Three of the coffins discovered in Oklahoma burial sites are child-sized. About 75 to 300 African-Americans were reportedly killed when a white mob launched a fiery attack on an affluent Black neighborhood in Tusla in 1921.

Experts will decide which newly discovered graves they will exhume in order to identify the victims for their families. Tulsa officials said, however, “no child-size burials will be exhumed.”

A search crew finds coffins in unmarked graves on Oct. 26, 2022, in the Oaklawn Cemetery in Tulsa, Oklahoma. (Photo: City of Tulsa)

Tulsa Mayor G.T. Bynum, in 2018, announced the city’s plans to unearth the graves identified in a state-commissioned report. The Oaklawn Cemetery, where the two dozen bodies were discovered as new excavations started in late October, is one of four sites where victims were buried. The city hopes the investigation will offer more public oversight, historical context and physical evidence.

Massacre survivors and their descendants have been seeking answers and retribution from Tulsa for decades.

“The only way to move forward in our work to bring about reconciliation in Tulsa is by seeking the truth honestly,” Bynum said in a statement. “As we open this investigation 101 years later, there are both unknowns and truths to uncover. But we are committed to exploring what happened in 1921 through a collective and transparent process – filling gaps in our city’s history, and providing healing and justice to our community.”

A search crew carries remains found in unmarked graves October 26, 2022, in the Oaklawn Cemetery in Tulsa, Oklahoma. (Photo: City of Tulsa)

Just three survivors of the massacre are alive today. All of them are over 100 years old and are waiting to see a slender of justice with a federal lawsuit. The survivors, their relatives and the descendants of nine other survivors sued the city, the state military, the Tulsa Chamber, its development authority and board of county commissioners, along with the Tulsa Metropolitan Area Planning Commission and the Tulsa County Sheriff in 2021. A judge gave the complaint a nod forward in May.

The deadly massacre frizzled the Greenwood neighborhood, also known as Black Wall Street, leaving tens of millions of damages and wiping out generational wealth from a well-to-do Black community.

City officials say 26 death certificates were issued in 1921, for Black victims of the massacre.
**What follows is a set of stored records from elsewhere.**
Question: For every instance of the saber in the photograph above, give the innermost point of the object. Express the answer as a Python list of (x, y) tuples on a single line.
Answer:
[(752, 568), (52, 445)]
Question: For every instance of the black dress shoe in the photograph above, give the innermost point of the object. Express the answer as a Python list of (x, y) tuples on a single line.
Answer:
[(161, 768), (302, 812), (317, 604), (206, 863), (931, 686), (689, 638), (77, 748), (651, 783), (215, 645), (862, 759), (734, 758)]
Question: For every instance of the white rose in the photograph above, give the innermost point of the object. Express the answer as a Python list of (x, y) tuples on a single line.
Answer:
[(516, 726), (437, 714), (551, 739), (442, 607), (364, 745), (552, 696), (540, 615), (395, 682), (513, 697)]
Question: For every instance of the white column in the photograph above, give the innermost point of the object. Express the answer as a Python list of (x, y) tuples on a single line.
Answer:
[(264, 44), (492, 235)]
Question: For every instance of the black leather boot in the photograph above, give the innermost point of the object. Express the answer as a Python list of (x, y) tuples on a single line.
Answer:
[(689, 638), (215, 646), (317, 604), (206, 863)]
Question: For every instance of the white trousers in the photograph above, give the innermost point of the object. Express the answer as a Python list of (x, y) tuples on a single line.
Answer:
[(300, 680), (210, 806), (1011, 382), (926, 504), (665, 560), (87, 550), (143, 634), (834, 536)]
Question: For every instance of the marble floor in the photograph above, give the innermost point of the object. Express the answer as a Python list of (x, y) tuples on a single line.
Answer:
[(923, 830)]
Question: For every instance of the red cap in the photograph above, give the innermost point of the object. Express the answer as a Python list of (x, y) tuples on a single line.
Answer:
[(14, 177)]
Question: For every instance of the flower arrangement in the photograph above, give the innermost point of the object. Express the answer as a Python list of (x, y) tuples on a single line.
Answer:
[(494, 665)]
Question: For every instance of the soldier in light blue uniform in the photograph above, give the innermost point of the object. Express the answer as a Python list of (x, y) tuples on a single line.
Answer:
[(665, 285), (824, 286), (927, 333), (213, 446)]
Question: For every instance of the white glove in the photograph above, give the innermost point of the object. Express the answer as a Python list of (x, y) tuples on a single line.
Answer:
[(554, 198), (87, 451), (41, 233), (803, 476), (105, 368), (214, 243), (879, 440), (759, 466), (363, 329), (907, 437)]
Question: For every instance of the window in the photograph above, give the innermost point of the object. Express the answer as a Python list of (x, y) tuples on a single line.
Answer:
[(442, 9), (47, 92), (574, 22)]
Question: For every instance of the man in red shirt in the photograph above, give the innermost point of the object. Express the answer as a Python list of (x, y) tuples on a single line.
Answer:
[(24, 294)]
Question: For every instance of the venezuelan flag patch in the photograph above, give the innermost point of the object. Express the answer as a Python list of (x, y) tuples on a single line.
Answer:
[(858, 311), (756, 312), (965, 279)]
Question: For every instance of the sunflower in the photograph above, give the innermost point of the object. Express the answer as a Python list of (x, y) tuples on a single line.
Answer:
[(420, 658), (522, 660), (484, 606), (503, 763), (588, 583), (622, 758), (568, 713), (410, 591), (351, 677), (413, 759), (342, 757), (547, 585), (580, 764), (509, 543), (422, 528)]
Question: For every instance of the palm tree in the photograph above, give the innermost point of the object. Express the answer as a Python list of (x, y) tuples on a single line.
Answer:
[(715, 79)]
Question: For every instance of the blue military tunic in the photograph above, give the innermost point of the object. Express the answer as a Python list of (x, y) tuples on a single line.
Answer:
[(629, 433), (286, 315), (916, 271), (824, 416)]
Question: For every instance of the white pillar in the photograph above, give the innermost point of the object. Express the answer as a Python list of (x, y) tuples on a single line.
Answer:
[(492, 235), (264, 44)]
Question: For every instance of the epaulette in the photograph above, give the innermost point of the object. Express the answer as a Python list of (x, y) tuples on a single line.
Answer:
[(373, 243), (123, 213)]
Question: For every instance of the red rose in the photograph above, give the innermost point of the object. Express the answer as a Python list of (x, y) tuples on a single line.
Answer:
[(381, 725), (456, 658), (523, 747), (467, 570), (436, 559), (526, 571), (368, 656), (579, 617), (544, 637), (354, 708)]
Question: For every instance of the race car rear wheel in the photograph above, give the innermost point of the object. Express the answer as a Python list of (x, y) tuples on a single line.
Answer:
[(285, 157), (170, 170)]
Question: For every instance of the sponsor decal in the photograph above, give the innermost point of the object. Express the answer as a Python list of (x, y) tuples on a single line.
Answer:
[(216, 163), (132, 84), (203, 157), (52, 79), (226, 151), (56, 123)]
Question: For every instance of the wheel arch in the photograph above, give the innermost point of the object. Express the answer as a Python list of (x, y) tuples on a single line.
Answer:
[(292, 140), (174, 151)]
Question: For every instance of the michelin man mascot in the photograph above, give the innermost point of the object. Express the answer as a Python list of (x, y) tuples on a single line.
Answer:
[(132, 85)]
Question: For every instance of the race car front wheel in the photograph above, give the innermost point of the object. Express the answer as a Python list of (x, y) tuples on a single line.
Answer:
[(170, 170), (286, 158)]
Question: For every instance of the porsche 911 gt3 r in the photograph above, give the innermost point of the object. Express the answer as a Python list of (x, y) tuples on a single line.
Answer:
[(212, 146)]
Twenty-one of them were reportedly buried in the Oaklawn Cemetery. Newspaper reports from 1921 show that 18 adult male victims were buried in Oaklawn Cemetery Section 20. A ground penetrating radar also found signs of unmarked graves in the two other areas of the cemetery.

A forensic scientist examines an unmarked grave on July 20, 2020, in the Oaklawn Cemetery in Tulsa, Oklahoma. (Photo: City of Tulsa)
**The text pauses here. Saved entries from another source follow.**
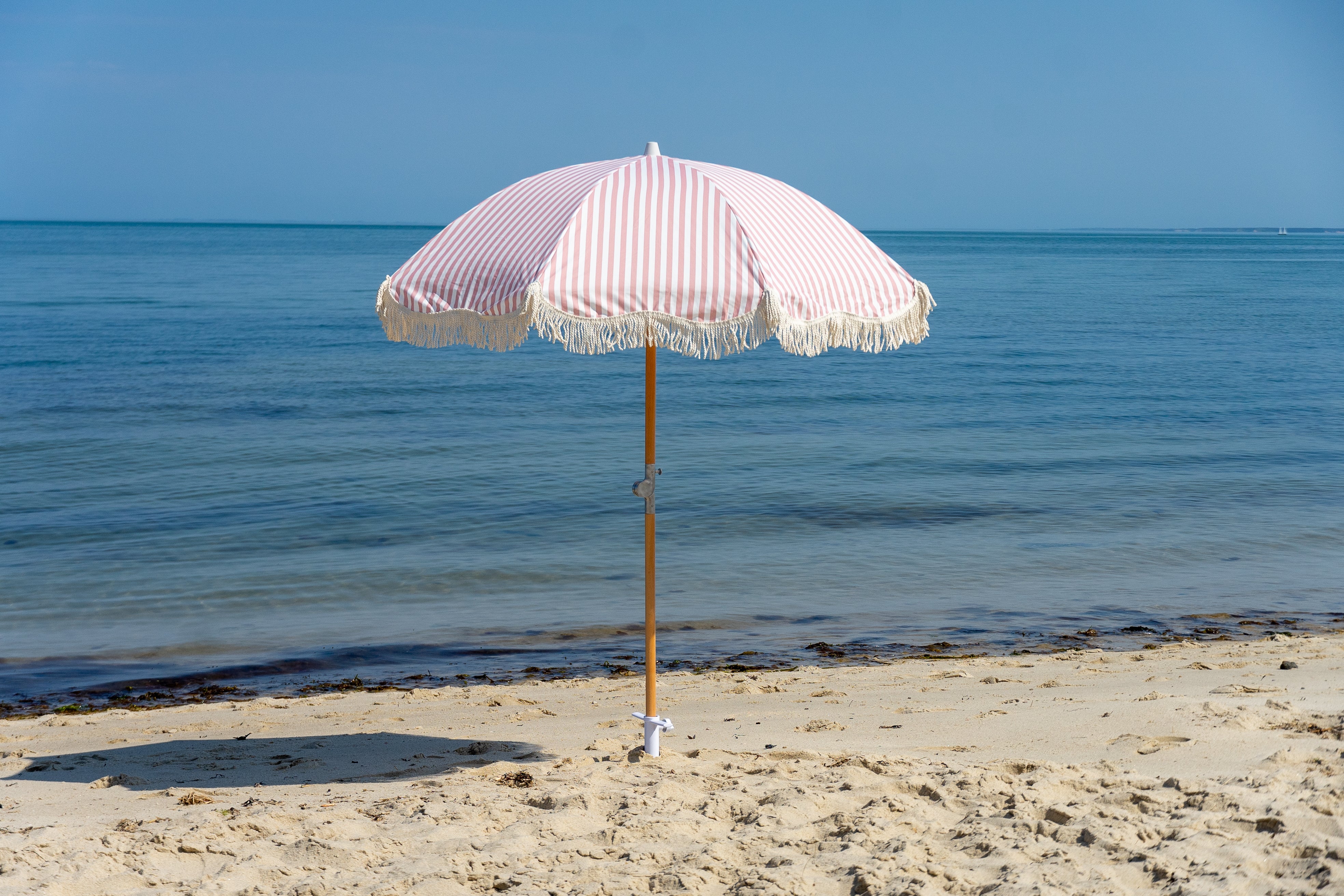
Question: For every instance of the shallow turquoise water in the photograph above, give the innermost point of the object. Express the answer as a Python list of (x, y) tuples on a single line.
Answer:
[(213, 457)]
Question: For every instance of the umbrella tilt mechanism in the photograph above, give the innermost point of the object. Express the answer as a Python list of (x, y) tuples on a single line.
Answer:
[(644, 488)]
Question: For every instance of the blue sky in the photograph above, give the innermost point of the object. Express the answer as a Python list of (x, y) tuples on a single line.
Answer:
[(898, 116)]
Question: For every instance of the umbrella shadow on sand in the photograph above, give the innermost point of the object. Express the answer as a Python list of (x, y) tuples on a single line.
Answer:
[(275, 761)]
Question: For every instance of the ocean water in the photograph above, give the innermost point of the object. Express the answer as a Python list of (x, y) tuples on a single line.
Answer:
[(215, 464)]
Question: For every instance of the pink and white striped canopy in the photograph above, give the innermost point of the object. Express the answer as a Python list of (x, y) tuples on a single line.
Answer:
[(611, 254)]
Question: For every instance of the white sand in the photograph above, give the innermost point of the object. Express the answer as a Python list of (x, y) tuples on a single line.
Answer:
[(1081, 773)]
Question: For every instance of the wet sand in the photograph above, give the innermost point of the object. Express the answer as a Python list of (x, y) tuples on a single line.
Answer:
[(1183, 769)]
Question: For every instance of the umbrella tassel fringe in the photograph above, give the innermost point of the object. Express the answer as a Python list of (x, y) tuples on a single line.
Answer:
[(697, 339)]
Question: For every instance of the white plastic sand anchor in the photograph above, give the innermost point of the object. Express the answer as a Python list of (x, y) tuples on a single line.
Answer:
[(652, 727)]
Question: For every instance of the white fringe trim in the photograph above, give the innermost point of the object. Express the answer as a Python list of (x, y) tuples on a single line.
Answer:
[(600, 335)]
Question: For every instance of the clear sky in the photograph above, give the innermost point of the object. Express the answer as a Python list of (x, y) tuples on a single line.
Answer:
[(897, 115)]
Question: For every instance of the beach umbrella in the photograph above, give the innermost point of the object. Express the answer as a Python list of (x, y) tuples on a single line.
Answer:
[(652, 252)]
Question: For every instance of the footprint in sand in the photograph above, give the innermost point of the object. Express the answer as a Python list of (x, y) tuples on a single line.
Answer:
[(1146, 746)]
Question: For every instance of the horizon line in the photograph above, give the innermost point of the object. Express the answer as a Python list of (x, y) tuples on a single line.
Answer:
[(867, 230)]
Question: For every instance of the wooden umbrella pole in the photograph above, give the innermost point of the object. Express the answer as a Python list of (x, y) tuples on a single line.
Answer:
[(651, 682)]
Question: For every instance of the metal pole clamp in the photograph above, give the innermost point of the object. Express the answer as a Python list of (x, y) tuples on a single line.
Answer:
[(644, 488)]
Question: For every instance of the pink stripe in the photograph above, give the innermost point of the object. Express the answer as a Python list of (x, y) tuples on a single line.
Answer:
[(686, 238)]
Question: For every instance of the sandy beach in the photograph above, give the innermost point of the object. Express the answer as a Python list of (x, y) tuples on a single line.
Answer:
[(1185, 769)]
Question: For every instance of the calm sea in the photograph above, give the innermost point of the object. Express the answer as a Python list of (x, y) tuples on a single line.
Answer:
[(214, 463)]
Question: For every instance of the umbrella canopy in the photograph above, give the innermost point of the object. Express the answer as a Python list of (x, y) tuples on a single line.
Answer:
[(699, 258), (654, 252)]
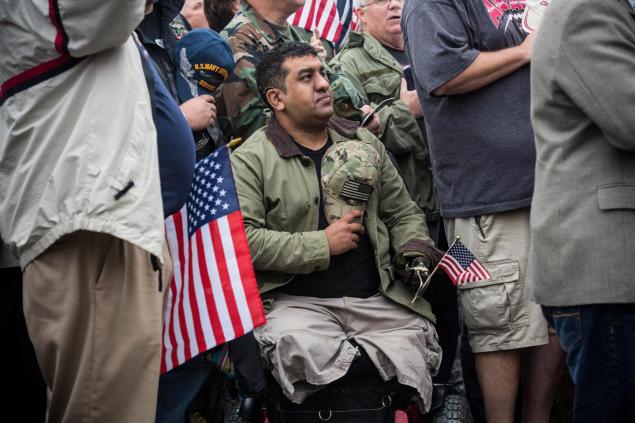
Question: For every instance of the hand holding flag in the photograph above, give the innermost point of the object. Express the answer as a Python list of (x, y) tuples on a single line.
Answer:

In 2020, a search crew discovered multiple coffins in the Sexton area of Oaklawn during a test excavation. A formal excavation in 2021 resulted in 19 exhumations of human remains. However, just 14 remains met the criteria for further DNA analysis, according to experts.
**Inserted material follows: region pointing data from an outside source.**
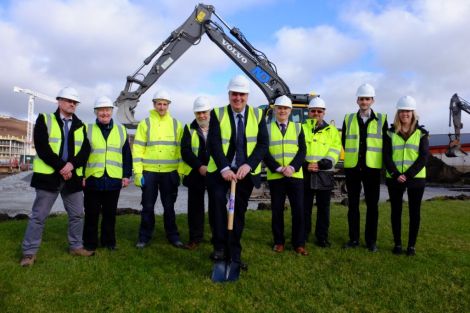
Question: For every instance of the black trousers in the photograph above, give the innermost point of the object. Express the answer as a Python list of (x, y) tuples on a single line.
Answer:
[(218, 190), (293, 188), (96, 202), (415, 195), (323, 211), (167, 184), (197, 186), (370, 179)]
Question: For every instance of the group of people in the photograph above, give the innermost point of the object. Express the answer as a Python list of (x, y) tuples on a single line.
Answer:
[(88, 164)]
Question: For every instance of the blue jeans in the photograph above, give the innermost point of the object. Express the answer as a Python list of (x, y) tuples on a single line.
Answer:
[(167, 183)]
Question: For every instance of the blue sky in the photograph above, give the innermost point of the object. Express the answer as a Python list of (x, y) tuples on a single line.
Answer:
[(331, 47)]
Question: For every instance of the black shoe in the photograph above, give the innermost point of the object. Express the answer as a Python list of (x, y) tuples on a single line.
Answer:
[(411, 251), (351, 244), (217, 255), (323, 243), (372, 248), (178, 244), (397, 249)]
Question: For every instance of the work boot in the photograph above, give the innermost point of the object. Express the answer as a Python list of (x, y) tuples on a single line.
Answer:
[(81, 252), (27, 260)]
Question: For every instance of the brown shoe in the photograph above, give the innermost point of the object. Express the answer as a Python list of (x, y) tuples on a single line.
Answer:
[(27, 260), (81, 252), (301, 251), (278, 248)]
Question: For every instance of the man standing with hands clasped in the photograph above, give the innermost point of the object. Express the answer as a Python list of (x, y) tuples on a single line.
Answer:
[(62, 149), (238, 141)]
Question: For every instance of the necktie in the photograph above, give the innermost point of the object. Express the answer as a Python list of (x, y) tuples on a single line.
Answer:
[(65, 153), (283, 129), (240, 145)]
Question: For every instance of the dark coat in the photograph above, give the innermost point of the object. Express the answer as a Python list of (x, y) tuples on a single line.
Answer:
[(215, 144), (44, 152)]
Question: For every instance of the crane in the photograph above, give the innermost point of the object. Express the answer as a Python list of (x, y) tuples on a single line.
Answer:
[(32, 96), (456, 106)]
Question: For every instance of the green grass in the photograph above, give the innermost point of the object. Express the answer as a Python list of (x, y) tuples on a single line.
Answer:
[(161, 278)]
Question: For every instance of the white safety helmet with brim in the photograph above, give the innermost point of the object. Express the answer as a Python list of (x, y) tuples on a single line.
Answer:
[(68, 93), (406, 103)]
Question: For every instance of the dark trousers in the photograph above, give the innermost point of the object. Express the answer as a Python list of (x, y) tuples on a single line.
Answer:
[(370, 179), (293, 188), (196, 189), (167, 184), (218, 190), (415, 195), (323, 211), (96, 202)]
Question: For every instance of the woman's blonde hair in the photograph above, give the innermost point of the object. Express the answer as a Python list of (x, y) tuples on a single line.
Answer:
[(399, 127)]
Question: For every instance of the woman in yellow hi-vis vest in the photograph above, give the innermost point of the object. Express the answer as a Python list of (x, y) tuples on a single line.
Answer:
[(285, 176), (406, 148), (362, 134), (108, 169)]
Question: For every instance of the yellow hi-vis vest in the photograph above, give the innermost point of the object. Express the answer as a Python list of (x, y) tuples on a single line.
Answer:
[(157, 144), (406, 152), (55, 141), (185, 169), (105, 154), (284, 149), (374, 141), (324, 144), (251, 133)]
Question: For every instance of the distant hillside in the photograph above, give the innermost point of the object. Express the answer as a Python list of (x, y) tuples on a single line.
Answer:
[(12, 127)]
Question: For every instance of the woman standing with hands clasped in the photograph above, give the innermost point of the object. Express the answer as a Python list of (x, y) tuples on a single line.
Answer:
[(406, 148)]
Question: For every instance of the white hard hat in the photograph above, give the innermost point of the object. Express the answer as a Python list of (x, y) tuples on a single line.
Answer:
[(365, 90), (239, 83), (68, 93), (103, 102), (161, 95), (317, 102), (201, 104), (284, 101), (406, 103)]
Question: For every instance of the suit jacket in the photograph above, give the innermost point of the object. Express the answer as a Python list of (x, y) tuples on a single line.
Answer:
[(214, 141), (44, 151)]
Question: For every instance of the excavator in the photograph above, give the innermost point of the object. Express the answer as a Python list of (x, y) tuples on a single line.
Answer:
[(456, 106), (251, 61)]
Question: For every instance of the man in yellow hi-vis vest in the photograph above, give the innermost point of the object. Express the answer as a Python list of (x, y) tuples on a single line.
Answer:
[(62, 150), (156, 157), (284, 160), (362, 139), (238, 141), (195, 155), (108, 169)]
Finding DNA in bodies desecrated for over 100 years has proven difficult for scientists. They have yet to match the remains with their descendants. The remains unearthed in 2021 were later reburied. Forensic scientists say the process could take years.

According to the state’s 2001 report, Greenwood residents were terrorized and killed after they stood up to a white mob attempting to lynch a Black shoe shiner. The group of white men accused 19-year-old Dick Rowland of sexually assaulting a white girl he rode with in an elevator. However, the Black residents were outnumbered and ill-prepared for the armed white rioters. The white mob burned about 35 blocks destroying thousands of homes and businesses.